Other than that, international organizations acting as conduits are becoming more and more active in the field to create platforms for MLA and promote its use.
In the national sense, most countries designate central authorities to deal with incoming and outgoing MLA requests, instead of leaving the issue at the hands of local courts or prosecutorial bodies.
There are several reasons behind this. One is to sort out and make the prima facie evaluation of the requests and prioritize them on tailor-made criteria if need be or simply refuse them without having to send them to the courts if they lack the requirements. Imagine, as a practitioner yourself, the workload judges and prosecutors would have if all requests for MLA would come directly.
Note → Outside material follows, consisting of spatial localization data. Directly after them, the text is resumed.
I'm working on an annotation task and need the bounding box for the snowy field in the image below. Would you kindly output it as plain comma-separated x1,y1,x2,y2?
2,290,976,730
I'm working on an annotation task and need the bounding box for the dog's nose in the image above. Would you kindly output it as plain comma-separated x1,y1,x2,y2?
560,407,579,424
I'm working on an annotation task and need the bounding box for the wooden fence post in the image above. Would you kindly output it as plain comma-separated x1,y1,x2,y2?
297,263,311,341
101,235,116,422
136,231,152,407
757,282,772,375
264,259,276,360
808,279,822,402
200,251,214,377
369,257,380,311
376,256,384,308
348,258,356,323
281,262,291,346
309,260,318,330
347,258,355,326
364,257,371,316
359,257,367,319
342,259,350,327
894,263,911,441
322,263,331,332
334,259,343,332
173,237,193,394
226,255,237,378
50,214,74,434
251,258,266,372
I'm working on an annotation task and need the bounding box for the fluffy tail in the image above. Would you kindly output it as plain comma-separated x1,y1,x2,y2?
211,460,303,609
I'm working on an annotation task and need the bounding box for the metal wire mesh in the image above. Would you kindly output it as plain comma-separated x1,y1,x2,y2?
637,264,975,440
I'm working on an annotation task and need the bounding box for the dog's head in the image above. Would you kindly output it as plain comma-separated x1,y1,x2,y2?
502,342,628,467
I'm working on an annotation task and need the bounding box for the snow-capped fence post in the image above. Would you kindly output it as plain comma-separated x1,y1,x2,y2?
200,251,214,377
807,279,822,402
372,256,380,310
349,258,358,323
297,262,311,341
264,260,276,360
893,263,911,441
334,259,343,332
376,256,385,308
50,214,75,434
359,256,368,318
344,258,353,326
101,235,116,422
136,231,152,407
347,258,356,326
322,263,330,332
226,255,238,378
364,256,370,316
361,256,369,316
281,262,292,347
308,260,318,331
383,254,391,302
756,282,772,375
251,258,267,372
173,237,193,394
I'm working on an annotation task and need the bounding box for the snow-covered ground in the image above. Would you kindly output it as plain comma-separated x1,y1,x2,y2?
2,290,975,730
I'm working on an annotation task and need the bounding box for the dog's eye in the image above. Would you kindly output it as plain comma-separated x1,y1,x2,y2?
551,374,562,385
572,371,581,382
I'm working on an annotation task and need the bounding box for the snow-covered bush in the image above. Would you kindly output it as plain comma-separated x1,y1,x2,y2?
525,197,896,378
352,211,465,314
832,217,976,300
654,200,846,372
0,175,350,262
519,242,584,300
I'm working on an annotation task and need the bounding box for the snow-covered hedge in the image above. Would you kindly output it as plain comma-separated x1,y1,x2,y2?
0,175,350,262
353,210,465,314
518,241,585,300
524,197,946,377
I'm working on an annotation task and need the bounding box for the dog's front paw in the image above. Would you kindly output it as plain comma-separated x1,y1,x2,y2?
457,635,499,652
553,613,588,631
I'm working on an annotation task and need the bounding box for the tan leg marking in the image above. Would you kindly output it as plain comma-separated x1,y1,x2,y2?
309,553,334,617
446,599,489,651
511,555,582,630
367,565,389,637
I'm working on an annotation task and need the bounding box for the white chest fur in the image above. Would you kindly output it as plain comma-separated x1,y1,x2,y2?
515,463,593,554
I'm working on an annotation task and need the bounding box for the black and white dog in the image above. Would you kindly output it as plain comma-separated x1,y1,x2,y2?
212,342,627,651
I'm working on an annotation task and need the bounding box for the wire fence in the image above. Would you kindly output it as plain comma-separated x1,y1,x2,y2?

Second is the need to centralize and unify the MLA practice. Since we established that MLA is in direct relation with sovereignty, we can safely say that it also constitutes a part of the policy of criminal law. A centralized body in MLA would be more efficient in formulating and applying this aspect of the policy of criminal law. A centralized body will also serve to unify the national practice.
For more information on central authorities, please check out the IIJ’s Global Central Authorities Initiative and IIJ Good Practices for Central Authorities, which can be accessed here.
Last but not least, central authorities are there to provide everything beyond the mandate of courts and prosecutorial bodies and keep track of the request, both incoming and outgoing. As explained before, MLA can rely on the principle of reciprocity, as well as international agreements. And sometimes both.
Central authorities can give or demand guarantees within the scope of MLAs and keep the track record of compliance of other central authorities with their commitments, both within the frame of international agreements or outside.